New York City Mayor Bill de Blasio has joined the gun control advocacy group Mayors Against Illegal Guns and pledged to “force this issue on the national stage” as advocates try to keep the issue alive.
The newly installed mayor follows in the footsteps of his predecessor Michael Bloomberg, who co-founded the group in 2006 and has tried to keep gun control at the forefront of the national dialogue since the December 2012 school shootings in Newtown, Conn.
“We are taking every step within our own power to protect our own people, and we need our leaders in Washington and other states across the country to do the same,” Mr. de Blasio said. “Mayor Bloomberg took on this fight when few others would, and today we are safer for it.

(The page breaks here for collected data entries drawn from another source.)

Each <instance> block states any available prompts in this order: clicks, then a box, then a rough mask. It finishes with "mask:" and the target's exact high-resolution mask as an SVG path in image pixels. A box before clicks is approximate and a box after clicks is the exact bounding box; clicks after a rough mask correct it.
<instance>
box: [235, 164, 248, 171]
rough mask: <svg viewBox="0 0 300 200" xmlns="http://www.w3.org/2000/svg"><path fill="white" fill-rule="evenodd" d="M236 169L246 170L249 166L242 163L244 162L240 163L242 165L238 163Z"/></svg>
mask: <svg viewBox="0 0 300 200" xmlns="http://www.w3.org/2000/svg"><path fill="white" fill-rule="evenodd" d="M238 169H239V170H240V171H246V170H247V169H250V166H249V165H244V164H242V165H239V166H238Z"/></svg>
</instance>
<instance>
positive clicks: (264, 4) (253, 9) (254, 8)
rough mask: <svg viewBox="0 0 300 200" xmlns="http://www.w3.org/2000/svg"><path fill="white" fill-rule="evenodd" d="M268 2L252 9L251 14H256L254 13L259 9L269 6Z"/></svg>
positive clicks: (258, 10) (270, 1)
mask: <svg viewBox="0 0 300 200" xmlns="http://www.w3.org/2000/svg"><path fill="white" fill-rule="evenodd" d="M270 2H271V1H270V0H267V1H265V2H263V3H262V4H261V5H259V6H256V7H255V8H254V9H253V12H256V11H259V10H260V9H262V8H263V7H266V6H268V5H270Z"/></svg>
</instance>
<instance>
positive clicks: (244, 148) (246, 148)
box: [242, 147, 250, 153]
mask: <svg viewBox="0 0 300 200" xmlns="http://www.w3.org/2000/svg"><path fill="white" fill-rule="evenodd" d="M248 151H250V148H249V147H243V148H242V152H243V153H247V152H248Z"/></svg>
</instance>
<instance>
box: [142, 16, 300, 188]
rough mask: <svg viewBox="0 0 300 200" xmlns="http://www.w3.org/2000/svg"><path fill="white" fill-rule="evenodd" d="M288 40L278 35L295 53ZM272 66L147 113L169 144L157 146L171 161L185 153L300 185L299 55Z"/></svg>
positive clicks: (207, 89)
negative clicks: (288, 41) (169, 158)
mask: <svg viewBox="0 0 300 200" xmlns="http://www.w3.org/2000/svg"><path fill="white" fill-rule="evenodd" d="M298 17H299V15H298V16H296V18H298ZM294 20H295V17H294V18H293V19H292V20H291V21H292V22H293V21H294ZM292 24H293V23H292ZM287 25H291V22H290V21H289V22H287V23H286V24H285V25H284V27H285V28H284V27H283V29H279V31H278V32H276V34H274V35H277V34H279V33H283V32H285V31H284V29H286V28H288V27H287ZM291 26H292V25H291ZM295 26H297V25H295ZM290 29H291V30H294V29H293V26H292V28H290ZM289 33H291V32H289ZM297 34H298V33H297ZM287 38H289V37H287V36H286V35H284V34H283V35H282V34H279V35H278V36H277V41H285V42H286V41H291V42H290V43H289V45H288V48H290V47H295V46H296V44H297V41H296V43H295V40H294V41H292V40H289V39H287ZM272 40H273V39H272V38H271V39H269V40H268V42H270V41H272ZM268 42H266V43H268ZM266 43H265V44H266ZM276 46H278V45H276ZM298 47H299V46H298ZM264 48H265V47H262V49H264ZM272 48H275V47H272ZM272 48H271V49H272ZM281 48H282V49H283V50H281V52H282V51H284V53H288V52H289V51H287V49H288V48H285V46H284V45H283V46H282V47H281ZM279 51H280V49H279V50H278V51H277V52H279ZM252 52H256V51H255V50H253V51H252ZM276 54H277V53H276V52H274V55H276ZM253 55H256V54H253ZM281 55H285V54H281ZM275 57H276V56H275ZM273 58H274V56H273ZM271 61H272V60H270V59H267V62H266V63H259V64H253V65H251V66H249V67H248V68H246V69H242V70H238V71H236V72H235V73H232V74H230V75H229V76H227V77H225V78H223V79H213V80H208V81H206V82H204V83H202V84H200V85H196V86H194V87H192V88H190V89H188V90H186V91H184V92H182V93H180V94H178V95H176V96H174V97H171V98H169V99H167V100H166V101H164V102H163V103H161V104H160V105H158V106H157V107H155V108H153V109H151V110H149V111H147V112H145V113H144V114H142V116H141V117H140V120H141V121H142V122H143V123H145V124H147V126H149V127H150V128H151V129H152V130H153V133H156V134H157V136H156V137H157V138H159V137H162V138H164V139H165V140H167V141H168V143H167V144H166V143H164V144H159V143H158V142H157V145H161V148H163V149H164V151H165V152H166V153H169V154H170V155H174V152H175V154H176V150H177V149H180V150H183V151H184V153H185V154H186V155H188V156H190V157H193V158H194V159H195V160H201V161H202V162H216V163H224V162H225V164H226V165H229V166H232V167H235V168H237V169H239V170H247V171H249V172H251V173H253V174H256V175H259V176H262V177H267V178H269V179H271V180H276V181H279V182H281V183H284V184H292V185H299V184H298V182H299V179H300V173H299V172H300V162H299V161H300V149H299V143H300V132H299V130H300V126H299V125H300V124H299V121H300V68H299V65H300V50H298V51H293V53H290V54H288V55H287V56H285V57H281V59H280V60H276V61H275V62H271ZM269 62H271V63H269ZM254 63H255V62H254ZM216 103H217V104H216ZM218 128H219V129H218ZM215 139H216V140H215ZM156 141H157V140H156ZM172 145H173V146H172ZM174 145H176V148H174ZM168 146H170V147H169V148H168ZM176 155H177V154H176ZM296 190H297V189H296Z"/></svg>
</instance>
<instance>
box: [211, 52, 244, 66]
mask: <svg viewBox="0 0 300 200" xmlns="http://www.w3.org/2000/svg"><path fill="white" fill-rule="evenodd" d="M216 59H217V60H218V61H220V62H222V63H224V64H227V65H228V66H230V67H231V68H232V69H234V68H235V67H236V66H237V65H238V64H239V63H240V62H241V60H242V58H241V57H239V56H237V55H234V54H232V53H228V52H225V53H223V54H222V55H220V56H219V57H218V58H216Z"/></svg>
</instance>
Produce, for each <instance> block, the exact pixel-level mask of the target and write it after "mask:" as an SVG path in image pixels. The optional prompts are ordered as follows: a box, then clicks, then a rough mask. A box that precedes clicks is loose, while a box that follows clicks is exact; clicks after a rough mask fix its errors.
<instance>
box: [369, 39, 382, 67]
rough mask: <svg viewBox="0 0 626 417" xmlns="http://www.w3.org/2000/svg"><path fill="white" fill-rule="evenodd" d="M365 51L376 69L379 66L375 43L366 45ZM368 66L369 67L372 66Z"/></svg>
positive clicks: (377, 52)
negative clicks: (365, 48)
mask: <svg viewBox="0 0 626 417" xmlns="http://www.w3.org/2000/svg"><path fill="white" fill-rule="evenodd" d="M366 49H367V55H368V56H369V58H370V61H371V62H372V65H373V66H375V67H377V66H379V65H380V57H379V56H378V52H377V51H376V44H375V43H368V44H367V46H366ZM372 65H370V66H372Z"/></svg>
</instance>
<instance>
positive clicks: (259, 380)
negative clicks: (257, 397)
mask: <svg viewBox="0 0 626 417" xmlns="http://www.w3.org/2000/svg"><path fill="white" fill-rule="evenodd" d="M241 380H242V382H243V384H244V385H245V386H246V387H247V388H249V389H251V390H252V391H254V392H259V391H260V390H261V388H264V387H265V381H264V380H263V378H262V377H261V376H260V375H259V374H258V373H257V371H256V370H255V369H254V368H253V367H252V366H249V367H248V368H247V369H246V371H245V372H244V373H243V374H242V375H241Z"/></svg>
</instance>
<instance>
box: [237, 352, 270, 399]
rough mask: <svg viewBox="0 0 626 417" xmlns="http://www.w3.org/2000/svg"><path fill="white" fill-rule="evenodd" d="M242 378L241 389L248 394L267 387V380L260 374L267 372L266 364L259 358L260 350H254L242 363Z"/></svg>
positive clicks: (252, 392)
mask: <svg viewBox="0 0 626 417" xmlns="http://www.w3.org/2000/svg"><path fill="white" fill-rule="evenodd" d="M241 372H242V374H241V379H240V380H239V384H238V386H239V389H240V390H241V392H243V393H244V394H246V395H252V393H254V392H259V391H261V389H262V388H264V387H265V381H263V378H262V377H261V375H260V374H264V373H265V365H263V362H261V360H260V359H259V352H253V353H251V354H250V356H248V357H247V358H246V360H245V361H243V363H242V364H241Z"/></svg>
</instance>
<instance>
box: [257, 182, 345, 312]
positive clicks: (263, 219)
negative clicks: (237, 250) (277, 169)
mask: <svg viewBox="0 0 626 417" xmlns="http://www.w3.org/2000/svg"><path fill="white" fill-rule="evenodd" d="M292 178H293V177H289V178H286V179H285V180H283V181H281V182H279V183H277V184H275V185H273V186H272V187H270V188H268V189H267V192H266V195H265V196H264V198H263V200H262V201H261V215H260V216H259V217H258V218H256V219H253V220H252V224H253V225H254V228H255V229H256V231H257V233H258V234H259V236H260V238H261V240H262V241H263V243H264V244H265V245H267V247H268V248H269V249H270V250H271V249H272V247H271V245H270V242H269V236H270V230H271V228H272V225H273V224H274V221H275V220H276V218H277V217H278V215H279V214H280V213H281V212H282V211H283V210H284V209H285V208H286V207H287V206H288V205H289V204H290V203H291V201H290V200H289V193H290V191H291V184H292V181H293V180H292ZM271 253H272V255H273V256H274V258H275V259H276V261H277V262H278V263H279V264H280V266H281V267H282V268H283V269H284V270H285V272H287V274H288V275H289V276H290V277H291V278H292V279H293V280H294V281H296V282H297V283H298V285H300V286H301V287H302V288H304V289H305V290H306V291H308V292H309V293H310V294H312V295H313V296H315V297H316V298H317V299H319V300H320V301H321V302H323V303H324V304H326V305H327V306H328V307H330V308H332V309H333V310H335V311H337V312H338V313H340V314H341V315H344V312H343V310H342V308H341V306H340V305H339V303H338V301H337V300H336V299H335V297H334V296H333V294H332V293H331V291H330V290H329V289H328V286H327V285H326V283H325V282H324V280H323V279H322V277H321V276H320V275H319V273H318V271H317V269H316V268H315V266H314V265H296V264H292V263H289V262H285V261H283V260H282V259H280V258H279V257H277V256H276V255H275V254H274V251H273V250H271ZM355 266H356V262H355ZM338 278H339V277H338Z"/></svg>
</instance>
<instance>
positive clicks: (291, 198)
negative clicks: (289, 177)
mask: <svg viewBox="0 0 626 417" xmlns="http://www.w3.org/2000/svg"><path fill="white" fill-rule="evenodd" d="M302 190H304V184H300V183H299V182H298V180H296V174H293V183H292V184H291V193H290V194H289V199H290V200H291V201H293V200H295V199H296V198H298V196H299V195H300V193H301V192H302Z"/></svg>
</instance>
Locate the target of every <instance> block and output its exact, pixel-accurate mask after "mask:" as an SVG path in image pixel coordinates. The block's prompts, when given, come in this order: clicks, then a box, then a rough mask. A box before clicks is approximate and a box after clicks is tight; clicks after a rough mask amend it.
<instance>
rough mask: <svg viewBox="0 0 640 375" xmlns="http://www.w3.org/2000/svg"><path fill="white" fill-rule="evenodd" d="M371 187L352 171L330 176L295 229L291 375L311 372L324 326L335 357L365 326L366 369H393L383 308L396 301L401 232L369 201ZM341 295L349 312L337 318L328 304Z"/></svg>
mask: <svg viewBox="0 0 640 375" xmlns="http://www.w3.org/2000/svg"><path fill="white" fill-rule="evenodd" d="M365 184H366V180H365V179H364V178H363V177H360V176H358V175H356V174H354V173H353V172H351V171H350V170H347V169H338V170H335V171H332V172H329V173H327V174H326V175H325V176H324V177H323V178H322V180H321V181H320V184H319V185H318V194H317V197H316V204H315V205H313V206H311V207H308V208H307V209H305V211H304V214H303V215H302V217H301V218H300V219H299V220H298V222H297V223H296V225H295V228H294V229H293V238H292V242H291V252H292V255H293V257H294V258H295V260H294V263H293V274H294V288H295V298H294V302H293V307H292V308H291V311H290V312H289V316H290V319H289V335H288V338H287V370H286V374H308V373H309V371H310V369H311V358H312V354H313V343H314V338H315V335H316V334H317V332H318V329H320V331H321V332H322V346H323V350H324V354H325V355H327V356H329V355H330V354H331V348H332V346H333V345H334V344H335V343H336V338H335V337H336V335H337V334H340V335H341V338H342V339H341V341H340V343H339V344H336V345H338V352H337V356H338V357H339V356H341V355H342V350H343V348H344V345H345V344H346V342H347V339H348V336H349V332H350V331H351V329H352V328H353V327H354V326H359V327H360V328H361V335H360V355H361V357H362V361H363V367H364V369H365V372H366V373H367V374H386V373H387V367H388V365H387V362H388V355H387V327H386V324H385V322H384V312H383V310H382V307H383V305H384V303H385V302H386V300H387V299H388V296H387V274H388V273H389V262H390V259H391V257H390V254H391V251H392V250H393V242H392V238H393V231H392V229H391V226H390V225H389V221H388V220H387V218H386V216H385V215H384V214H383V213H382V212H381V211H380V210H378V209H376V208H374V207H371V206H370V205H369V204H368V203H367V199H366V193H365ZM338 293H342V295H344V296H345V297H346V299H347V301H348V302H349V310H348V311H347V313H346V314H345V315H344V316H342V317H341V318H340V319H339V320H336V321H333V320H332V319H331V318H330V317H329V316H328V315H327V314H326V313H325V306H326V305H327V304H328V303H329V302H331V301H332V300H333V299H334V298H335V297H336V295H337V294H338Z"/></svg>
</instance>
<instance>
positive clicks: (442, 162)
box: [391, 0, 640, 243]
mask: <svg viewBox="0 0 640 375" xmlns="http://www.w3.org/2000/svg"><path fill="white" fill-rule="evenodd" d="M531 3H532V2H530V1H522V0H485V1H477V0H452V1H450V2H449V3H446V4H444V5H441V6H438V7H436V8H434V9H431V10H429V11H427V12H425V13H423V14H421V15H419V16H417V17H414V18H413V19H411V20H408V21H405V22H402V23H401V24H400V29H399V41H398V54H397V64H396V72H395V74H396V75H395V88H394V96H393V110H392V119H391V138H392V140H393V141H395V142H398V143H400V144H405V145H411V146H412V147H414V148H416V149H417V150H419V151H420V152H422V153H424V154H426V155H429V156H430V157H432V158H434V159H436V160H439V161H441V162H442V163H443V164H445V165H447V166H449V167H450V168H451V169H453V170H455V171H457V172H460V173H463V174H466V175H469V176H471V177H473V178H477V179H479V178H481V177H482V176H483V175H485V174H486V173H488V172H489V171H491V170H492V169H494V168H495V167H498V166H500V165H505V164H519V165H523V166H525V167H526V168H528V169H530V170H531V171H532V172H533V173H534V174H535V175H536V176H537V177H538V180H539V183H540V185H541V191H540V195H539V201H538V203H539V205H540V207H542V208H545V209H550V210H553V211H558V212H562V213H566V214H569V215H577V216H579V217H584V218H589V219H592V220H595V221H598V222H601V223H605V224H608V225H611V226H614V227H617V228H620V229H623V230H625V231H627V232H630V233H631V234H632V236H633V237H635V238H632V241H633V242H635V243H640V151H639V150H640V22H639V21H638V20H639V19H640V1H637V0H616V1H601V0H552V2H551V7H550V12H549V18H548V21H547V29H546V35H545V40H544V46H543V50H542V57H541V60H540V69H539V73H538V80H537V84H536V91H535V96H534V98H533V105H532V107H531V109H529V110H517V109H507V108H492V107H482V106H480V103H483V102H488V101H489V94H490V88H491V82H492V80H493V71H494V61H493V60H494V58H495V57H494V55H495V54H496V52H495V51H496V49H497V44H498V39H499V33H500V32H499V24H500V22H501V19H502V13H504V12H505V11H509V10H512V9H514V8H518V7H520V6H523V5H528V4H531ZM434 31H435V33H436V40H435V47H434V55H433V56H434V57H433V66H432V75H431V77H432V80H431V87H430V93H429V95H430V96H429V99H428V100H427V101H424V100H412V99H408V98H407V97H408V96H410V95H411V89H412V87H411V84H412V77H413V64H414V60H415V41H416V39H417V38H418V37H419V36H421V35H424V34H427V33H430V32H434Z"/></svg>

He built a national movement for commonsense gun control — one I am proud to join. We are going to force this issue on the national stage to protect New Yorkers from the illegal guns flooding into our city.”
After the shooting deaths of 20 children and six adults at Sandy Hook Elementary School in Newtown, New York Gov. Andrew Cuomo helped shepherd some of the strictest gun control laws in the country through the state legislature.
Last month, a federal judge upheld most of the law, known as the SAFE Act, including a provision banning military-style semiautomatic rifles and high-capacity magazines.
U.S. District Judge William M. Skretny, however, called the law’s limit on bullets to seven per magazine “tenuous, strained and unsupported.”